Во всяком случае позднее дядюшка Борис Алексеевич говорил мне о том, что Красная Армия его старшего брата подкосила. Необыкновенный Николаев ум, память, умение быстро считать и находить моментально правильное решение, трудолюбие, честность — все это было порушено, либо не востребовано однообразной гарнизонной рутиной, выпивками и обидой на судьбу, на свое горькое положение, когда зеленый свет, погоны, звания, должности давали фронтовикам, а не попавший по возрасту на войну, не имевший нужных связей и умения делать карьеру дядька, которому генералом бы стать, командующим, так и не сумел подняться выше подполковника и военпреда ракетного завода. Еще до академии, пока он служил как строевой офицер, дядюшка мой никого не унижал и защищал слабых; если надо было идти разгружать вагоны, становился вместе со своими подчиненными, он был слуга царю, отец солдатам, и все же был явно способен на большее.

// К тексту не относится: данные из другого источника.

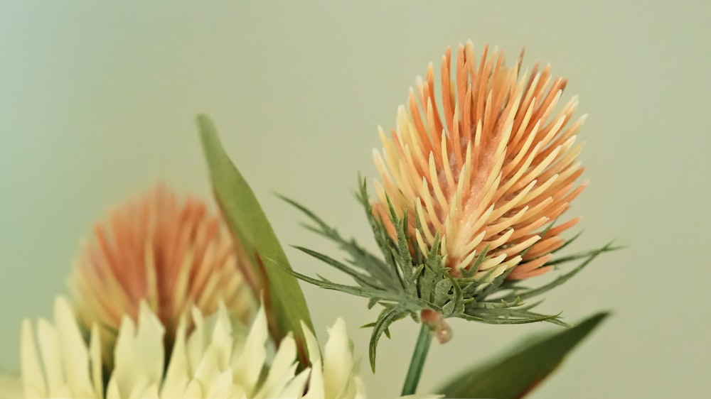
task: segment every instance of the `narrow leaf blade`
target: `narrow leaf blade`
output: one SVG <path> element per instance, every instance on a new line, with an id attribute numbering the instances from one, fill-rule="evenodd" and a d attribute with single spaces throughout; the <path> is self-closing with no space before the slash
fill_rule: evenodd
<path id="1" fill-rule="evenodd" d="M 459 375 L 437 392 L 447 398 L 523 398 L 608 316 L 607 312 L 597 313 L 573 327 L 529 343 Z"/>
<path id="2" fill-rule="evenodd" d="M 308 356 L 300 322 L 312 331 L 314 327 L 301 287 L 287 271 L 292 270 L 289 260 L 254 192 L 225 152 L 212 121 L 200 115 L 198 126 L 215 197 L 255 266 L 264 269 L 263 295 L 273 317 L 272 333 L 279 341 L 293 332 L 305 364 Z"/>

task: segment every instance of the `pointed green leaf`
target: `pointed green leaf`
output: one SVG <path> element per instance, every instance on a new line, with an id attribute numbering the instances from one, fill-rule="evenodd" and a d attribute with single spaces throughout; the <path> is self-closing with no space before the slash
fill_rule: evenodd
<path id="1" fill-rule="evenodd" d="M 529 342 L 508 356 L 459 375 L 437 392 L 447 398 L 523 398 L 608 315 L 598 313 L 575 327 Z"/>
<path id="2" fill-rule="evenodd" d="M 300 322 L 314 329 L 304 293 L 267 216 L 245 178 L 230 160 L 213 122 L 198 116 L 200 136 L 207 159 L 215 197 L 232 233 L 239 238 L 253 265 L 267 285 L 264 295 L 269 307 L 270 329 L 279 341 L 293 332 L 299 342 L 302 364 L 308 356 Z"/>

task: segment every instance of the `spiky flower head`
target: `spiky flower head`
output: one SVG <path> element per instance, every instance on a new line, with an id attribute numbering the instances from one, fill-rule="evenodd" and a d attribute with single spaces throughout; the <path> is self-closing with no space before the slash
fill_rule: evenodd
<path id="1" fill-rule="evenodd" d="M 158 186 L 95 226 L 70 278 L 77 318 L 87 329 L 99 326 L 107 353 L 124 315 L 135 321 L 144 301 L 165 327 L 168 346 L 193 307 L 212 313 L 224 302 L 247 319 L 256 303 L 250 290 L 259 288 L 247 282 L 242 255 L 203 201 Z"/>
<path id="2" fill-rule="evenodd" d="M 439 245 L 453 275 L 542 274 L 565 242 L 560 233 L 578 221 L 549 224 L 585 185 L 576 185 L 583 168 L 574 143 L 586 116 L 573 120 L 577 97 L 556 110 L 567 81 L 550 65 L 520 68 L 521 58 L 508 67 L 488 47 L 477 58 L 471 42 L 451 67 L 447 50 L 437 77 L 441 102 L 430 64 L 400 107 L 397 129 L 380 131 L 384 148 L 374 158 L 383 182 L 373 209 L 393 238 L 388 201 L 398 217 L 407 213 L 412 249 Z"/>
<path id="3" fill-rule="evenodd" d="M 383 309 L 370 336 L 370 365 L 383 334 L 410 316 L 429 326 L 445 342 L 452 337 L 446 319 L 490 324 L 540 321 L 567 325 L 558 315 L 528 303 L 562 284 L 611 243 L 592 251 L 553 255 L 577 235 L 561 233 L 578 219 L 558 223 L 585 184 L 577 160 L 573 121 L 578 101 L 559 106 L 566 80 L 550 67 L 522 72 L 522 55 L 511 67 L 496 50 L 480 57 L 471 43 L 460 45 L 454 64 L 442 58 L 437 96 L 430 65 L 424 80 L 400 106 L 397 129 L 380 129 L 382 153 L 374 151 L 382 182 L 377 200 L 361 180 L 358 198 L 380 254 L 344 237 L 313 212 L 287 200 L 313 222 L 309 229 L 336 243 L 345 261 L 299 248 L 345 272 L 353 285 L 294 272 L 319 287 L 368 298 Z M 441 101 L 438 102 L 438 98 Z M 538 287 L 520 280 L 582 260 L 572 270 Z"/>

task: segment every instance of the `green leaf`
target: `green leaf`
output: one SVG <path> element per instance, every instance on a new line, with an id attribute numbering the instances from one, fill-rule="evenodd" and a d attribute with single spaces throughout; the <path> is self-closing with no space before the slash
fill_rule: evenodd
<path id="1" fill-rule="evenodd" d="M 608 315 L 598 313 L 575 327 L 529 342 L 508 356 L 459 375 L 437 392 L 447 398 L 523 398 Z"/>
<path id="2" fill-rule="evenodd" d="M 254 192 L 225 152 L 212 121 L 200 115 L 198 126 L 215 197 L 257 273 L 262 274 L 262 284 L 267 284 L 263 295 L 272 334 L 278 342 L 293 332 L 305 365 L 309 357 L 300 322 L 312 331 L 314 327 L 301 287 L 288 271 L 289 260 Z"/>

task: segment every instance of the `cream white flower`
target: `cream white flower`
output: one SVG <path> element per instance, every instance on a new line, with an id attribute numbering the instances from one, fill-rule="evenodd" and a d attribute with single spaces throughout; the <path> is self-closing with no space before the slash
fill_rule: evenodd
<path id="1" fill-rule="evenodd" d="M 122 322 L 105 393 L 98 327 L 95 325 L 89 333 L 87 345 L 63 297 L 55 301 L 54 319 L 53 324 L 41 319 L 36 331 L 29 321 L 23 324 L 21 368 L 27 399 L 365 397 L 342 319 L 330 329 L 323 354 L 316 337 L 302 326 L 311 366 L 296 373 L 296 343 L 291 336 L 282 340 L 273 356 L 267 355 L 263 308 L 248 331 L 233 325 L 224 307 L 208 318 L 195 309 L 195 329 L 188 333 L 187 321 L 181 322 L 164 373 L 165 329 L 143 303 L 137 323 L 129 316 Z"/>
<path id="2" fill-rule="evenodd" d="M 0 374 L 0 399 L 22 398 L 22 380 L 14 373 Z"/>

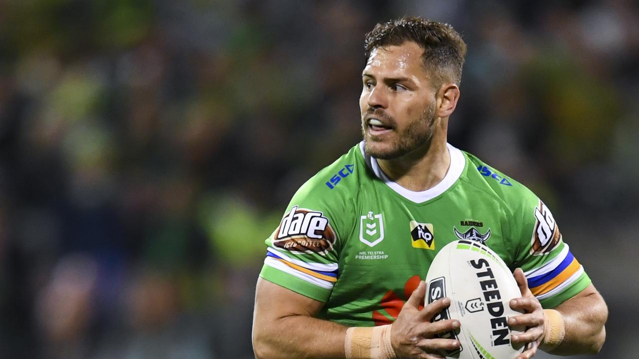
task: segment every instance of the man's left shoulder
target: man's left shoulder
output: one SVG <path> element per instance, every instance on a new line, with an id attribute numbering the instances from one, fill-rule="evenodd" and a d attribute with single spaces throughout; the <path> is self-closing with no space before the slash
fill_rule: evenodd
<path id="1" fill-rule="evenodd" d="M 465 177 L 473 187 L 511 206 L 516 206 L 522 201 L 536 202 L 538 200 L 537 197 L 524 185 L 474 155 L 463 152 L 468 164 Z"/>

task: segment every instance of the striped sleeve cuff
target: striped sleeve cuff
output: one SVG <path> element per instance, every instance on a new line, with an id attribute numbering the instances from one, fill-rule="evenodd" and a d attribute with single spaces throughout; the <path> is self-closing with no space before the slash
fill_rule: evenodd
<path id="1" fill-rule="evenodd" d="M 321 302 L 326 302 L 337 280 L 337 263 L 307 263 L 268 248 L 260 277 Z"/>
<path id="2" fill-rule="evenodd" d="M 543 305 L 546 303 L 544 307 L 550 303 L 558 305 L 590 283 L 583 267 L 571 253 L 567 244 L 564 244 L 557 257 L 525 275 L 530 291 Z"/>

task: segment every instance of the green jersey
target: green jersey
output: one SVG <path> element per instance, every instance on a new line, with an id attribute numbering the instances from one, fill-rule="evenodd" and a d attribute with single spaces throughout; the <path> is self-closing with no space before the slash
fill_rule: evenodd
<path id="1" fill-rule="evenodd" d="M 297 191 L 266 240 L 260 276 L 325 303 L 321 317 L 347 326 L 392 323 L 452 241 L 488 245 L 521 267 L 544 307 L 590 279 L 530 190 L 447 145 L 450 165 L 434 187 L 413 192 L 390 180 L 355 146 Z"/>

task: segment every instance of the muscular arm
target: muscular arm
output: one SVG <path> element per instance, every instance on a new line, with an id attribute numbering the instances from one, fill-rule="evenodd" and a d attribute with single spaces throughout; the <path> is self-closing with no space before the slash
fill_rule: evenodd
<path id="1" fill-rule="evenodd" d="M 256 358 L 344 358 L 348 328 L 313 317 L 323 305 L 259 278 L 253 317 Z"/>
<path id="2" fill-rule="evenodd" d="M 426 284 L 420 282 L 393 323 L 390 342 L 394 357 L 433 359 L 441 356 L 431 353 L 459 346 L 456 340 L 436 337 L 439 333 L 458 329 L 459 321 L 431 323 L 435 314 L 450 305 L 450 299 L 438 300 L 420 309 L 426 290 Z M 321 302 L 259 279 L 253 319 L 256 358 L 345 358 L 344 339 L 348 328 L 314 317 L 323 305 Z M 371 345 L 370 340 L 367 345 Z M 372 356 L 373 351 L 369 350 Z M 361 352 L 358 353 L 361 355 Z"/>
<path id="3" fill-rule="evenodd" d="M 564 317 L 566 336 L 551 353 L 573 355 L 599 352 L 606 339 L 604 325 L 608 319 L 608 307 L 594 286 L 590 284 L 555 309 Z"/>

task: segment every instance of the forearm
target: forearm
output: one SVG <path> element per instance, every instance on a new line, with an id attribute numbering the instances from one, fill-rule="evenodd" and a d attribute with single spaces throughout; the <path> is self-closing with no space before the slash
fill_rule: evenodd
<path id="1" fill-rule="evenodd" d="M 562 303 L 555 309 L 564 318 L 566 335 L 550 353 L 558 355 L 599 352 L 606 339 L 608 308 L 596 290 Z"/>
<path id="2" fill-rule="evenodd" d="M 347 327 L 302 315 L 271 321 L 254 328 L 253 348 L 258 359 L 343 358 Z"/>

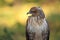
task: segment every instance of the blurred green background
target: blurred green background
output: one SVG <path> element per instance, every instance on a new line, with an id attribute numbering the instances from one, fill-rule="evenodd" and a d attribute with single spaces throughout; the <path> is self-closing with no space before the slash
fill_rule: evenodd
<path id="1" fill-rule="evenodd" d="M 60 0 L 0 0 L 0 40 L 26 40 L 26 13 L 34 6 L 46 15 L 50 40 L 60 40 Z"/>

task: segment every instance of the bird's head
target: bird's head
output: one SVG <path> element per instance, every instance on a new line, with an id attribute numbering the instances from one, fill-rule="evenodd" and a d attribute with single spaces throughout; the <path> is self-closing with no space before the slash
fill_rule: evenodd
<path id="1" fill-rule="evenodd" d="M 40 16 L 42 18 L 45 17 L 44 12 L 40 7 L 32 7 L 27 14 L 32 14 L 32 16 Z"/>

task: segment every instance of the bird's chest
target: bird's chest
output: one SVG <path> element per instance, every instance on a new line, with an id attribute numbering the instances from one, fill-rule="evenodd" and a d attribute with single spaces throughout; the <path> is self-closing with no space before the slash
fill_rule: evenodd
<path id="1" fill-rule="evenodd" d="M 28 32 L 35 32 L 35 33 L 41 33 L 42 31 L 46 31 L 47 29 L 47 23 L 43 19 L 43 21 L 38 20 L 37 18 L 31 18 L 28 21 Z"/>

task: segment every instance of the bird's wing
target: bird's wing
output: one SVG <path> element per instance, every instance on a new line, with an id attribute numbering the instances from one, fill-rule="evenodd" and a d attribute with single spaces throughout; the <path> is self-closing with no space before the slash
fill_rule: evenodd
<path id="1" fill-rule="evenodd" d="M 48 22 L 47 22 L 47 24 L 48 24 Z M 49 25 L 47 25 L 47 29 L 46 29 L 46 31 L 44 31 L 43 33 L 42 33 L 42 35 L 43 35 L 43 40 L 49 40 L 49 36 L 50 36 L 50 29 L 49 29 Z"/>
<path id="2" fill-rule="evenodd" d="M 28 32 L 28 21 L 30 20 L 30 17 L 27 19 L 27 23 L 26 23 L 26 40 L 33 40 L 33 37 L 35 35 L 34 32 Z"/>

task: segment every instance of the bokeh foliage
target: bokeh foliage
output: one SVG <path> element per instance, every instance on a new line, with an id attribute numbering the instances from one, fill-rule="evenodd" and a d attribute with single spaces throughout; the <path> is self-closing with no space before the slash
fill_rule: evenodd
<path id="1" fill-rule="evenodd" d="M 1 7 L 3 8 L 5 6 L 13 8 L 14 1 L 6 2 L 5 0 L 0 0 L 0 8 Z M 60 8 L 60 1 L 59 0 L 53 0 L 53 1 L 54 2 L 52 2 L 52 0 L 50 0 L 50 1 L 48 1 L 48 0 L 18 0 L 16 3 L 18 3 L 18 2 L 19 2 L 19 4 L 26 3 L 26 5 L 28 3 L 36 3 L 36 4 L 38 4 L 38 6 L 40 6 L 42 4 L 43 5 L 47 5 L 47 4 L 54 5 L 55 4 L 56 8 L 54 11 L 49 13 L 49 16 L 47 16 L 47 21 L 50 26 L 50 40 L 60 40 L 60 12 L 55 12 L 55 11 L 59 11 L 58 9 Z M 54 9 L 54 7 L 52 9 Z M 0 13 L 0 18 L 3 20 L 4 19 L 10 20 L 12 17 L 13 17 L 13 15 L 9 16 L 9 15 L 5 15 L 5 13 Z M 11 28 L 9 28 L 9 27 L 11 27 Z M 12 26 L 0 24 L 0 40 L 26 40 L 25 25 L 21 24 L 18 21 L 16 21 L 15 24 Z"/>

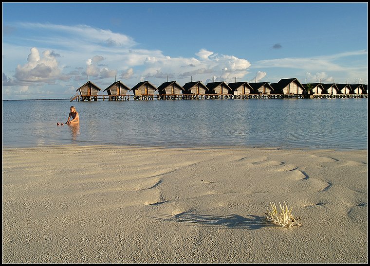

Правда, был у него шанс переменить судьбу, когда ему предложили поехать на Байконур, где тогда все только начиналось и можно было пробиться к хорошей должности и званию. Николай Алексеевич может быть и решился бы на этот шаг, но воспротивилась его молодая жена, блондинка с польскими корнями и шляхетской гордостью, которая — опять же по рассказам спешно устроившей сватовство бабушки — вышла замуж за дядю через день после их знакомства и укатила в Восточную Германию, где он в ту пору служил и, томимый мужским одиночеством, пригрозил перепуганной матери привезти домой чистокровную немку, буде мать не сыщет жену на Родине во время положенного служивому отпуска.